- Title: Century-old family photo studio keeps Ghana's history in black and white
- Date: 31st August 2022
- Summary: PEOPLE IN STREET GHANA FLAG TAMAKLOE WALKING DOWN STREET CHILD WALKING NEAR LIGHTHOUSE TAMAKLOE WALKING DOWN STREET MAN WALKING NEAR LIGHTHOUSE
- Embargoed: 14th September 2022 10:47
- Keywords: accra africa art culture emerging markets exhibitions film photography ghana history jamestown museums photography west africa
- Location: ACCRA AND TEMA, GHANA
- City: ACCRA AND TEMA, GHANA
- Country: Ghana
- Topics: Africa,Arts/Culture/Entertainment
- Reuters ID: LVA008122529082022RP1
- Aspect Ratio: 16:9
- Story Text: A generation before the Gold Coast became Ghana, photographer J.K. Bruce-Vanderpuije opened a small studio in the heart of the colony's capital, Accra.
That decision would define his family’s lives for a century to come, and enshrine them as the de facto visual historians of a nation that had not yet been born.
For 100 years, three generations of Bruce-Vanderpuijes have painstakingly amassed the world’s largest collection of 20th century Ghanaian photographs under one roof.
It's called the Deo Gratias photo studio, and its founders say its the oldest in West Africa.
From glass plates to digital files, of nation-shaping events or intimate personal portraits, the family’s 50,000-image archive offers a unique glimpse into Accra’s transition from a colonial port into a bustling modern metropolis.
Today, the archive is maintained by Kate Tamakloe, Bruce's granddaughter.
"We have, I'm sure, more than 50,000 pictures, you know, it could even be more. We have a lot of glass plates as well, we have a lot of negatives as well. Honestly, the story they tell is about the history, those days, the early days when slaves were taken out. We have pictures of the forts, we have pictures of the politicians, we have pictures of traditions. All of that really. So there is so much to tell, even the buildings," she said.
Virtually unchanged since opening in 1922, the studio sits along a busy street in the heart of Jamestown, the capital’s oldest district.
The neighbourhood has missed out on much of the development that has given Ghana it's rising-star reputation, but Deo Gratias stands testament to its past glory and hopeful future.
Today, the faces of families, musicians, politicians and patrons adorn the the walls in black and white, including those of independence leader Kwame Nkrumah, Britain's Queen Elizabeth, and disgraced American president Richard Nixon.
Daniel Tetteh, a Ghanaian historian who volunteers with Deo Gratias as an archivist, says their preservation is a matter of national survival.
"Pictures speak tongues, more than what has been written. If we don't preserve them, it means that the nation will lose its memory, and our children will come and they will not know anything. They. will only be aware of what is happening around them. But we live in a world, a dynamic world, and we must be conscious of the history, the entire spectrum of history, what happened in the past. If you know what happened in the past, then you will appreciate the present and you will be able to predict the future," he said.

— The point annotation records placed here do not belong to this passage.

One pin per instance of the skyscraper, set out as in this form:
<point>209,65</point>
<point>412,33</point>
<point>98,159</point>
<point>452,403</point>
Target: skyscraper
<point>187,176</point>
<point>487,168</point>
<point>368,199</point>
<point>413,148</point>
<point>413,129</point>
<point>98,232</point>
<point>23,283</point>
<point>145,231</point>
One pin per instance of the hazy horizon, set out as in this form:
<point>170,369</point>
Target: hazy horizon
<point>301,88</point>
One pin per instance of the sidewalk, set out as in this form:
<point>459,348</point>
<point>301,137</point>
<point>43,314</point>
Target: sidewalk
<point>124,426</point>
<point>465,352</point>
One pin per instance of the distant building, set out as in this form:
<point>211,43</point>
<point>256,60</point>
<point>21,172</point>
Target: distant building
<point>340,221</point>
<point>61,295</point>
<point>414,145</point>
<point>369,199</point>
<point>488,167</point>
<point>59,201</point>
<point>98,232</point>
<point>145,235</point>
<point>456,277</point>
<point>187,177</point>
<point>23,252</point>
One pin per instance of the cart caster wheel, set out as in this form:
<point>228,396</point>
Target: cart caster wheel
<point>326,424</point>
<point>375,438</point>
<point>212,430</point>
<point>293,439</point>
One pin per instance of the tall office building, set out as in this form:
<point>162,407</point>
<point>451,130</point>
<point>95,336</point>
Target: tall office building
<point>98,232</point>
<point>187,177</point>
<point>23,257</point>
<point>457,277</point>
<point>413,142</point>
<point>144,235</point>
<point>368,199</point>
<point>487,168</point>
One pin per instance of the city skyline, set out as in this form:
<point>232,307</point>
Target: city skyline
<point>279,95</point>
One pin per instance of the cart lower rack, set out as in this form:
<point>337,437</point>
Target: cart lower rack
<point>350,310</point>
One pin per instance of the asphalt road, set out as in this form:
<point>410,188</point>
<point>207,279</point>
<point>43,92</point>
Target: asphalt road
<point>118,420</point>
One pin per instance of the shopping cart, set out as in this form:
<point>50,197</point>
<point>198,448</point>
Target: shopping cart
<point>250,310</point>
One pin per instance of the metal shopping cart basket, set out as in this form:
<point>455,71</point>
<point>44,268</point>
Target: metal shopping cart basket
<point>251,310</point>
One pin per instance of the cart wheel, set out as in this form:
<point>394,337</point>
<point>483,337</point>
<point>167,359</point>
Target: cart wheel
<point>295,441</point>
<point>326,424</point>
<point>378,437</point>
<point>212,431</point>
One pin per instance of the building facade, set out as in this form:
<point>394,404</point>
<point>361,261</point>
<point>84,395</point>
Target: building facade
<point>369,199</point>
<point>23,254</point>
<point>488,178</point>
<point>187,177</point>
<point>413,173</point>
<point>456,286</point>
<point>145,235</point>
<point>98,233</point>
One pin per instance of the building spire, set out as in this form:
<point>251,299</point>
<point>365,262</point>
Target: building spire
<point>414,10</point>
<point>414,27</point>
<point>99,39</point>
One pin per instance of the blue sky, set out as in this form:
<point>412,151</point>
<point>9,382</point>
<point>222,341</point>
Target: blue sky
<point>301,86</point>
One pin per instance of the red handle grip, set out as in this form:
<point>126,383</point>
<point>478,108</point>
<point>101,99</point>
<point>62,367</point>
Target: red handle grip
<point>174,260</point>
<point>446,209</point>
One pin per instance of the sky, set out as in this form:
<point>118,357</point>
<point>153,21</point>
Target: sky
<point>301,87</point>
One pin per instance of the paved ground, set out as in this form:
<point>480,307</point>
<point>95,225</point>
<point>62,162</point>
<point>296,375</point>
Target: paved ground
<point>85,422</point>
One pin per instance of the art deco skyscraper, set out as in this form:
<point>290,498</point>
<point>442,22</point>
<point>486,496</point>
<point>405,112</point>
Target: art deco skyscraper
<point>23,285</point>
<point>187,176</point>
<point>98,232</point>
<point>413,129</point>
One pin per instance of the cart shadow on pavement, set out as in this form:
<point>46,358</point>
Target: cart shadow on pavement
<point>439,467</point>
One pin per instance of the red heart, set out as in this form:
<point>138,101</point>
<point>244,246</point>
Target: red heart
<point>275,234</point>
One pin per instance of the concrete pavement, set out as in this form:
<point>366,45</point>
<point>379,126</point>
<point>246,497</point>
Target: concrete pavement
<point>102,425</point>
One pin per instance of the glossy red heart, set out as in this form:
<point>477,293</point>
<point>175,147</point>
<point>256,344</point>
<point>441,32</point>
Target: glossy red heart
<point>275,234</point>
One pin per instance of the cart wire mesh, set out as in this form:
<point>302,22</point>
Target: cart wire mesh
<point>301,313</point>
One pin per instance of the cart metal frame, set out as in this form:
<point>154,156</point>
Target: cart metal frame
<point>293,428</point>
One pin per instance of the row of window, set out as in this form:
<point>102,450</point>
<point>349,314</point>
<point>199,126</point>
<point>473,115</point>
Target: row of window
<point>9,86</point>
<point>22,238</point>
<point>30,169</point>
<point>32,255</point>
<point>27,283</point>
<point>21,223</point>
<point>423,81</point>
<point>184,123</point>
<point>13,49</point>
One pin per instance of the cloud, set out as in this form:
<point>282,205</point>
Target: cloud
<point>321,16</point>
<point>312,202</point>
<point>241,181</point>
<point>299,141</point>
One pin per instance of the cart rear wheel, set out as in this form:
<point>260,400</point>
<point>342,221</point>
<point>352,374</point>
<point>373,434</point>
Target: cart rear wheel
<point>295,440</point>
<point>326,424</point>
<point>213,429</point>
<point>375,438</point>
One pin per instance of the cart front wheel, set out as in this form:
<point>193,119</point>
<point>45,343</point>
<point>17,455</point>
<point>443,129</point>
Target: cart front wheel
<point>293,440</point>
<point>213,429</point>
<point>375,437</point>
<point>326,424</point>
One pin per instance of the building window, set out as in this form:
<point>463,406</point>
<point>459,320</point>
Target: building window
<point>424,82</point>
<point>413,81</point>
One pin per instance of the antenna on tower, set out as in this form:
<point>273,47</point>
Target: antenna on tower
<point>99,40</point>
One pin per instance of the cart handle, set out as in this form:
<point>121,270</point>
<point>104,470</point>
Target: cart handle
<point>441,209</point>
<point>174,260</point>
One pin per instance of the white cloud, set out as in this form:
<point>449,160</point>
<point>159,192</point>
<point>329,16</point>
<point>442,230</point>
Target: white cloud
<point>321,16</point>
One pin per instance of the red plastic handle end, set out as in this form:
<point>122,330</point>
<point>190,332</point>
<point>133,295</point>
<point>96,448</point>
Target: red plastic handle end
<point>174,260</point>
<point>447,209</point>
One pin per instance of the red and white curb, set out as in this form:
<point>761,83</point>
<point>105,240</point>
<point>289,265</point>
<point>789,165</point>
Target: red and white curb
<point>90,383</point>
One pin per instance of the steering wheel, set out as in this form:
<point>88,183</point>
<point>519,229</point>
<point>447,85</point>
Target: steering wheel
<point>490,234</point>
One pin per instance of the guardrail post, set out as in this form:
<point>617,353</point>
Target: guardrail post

Tamakloe took over Deo Gratias when her father Isaac, a lifelong photographer who inherited the studio from his father, began to lose his eyesight.
What began as a mission to digitise the archive has since become a full-time job, one she hopes to pass onto the next generation when the time comes.
Seated in a lush garden outside the capital, Kate and Isaac flipped through an album of their favourite prints.
One showed Bruce elegantly perched atop a race horse.
Another showed a young and beaming Isaac aiming his camera towards an unknown subject.
"One must feel proud that for 100 years something has been preserved, and the coming generation will see what's happened," he said, gripping his cane while Kate looked on with a smile.
"I also feel very, very much happy that our name has gone so far. And I think that is not the end."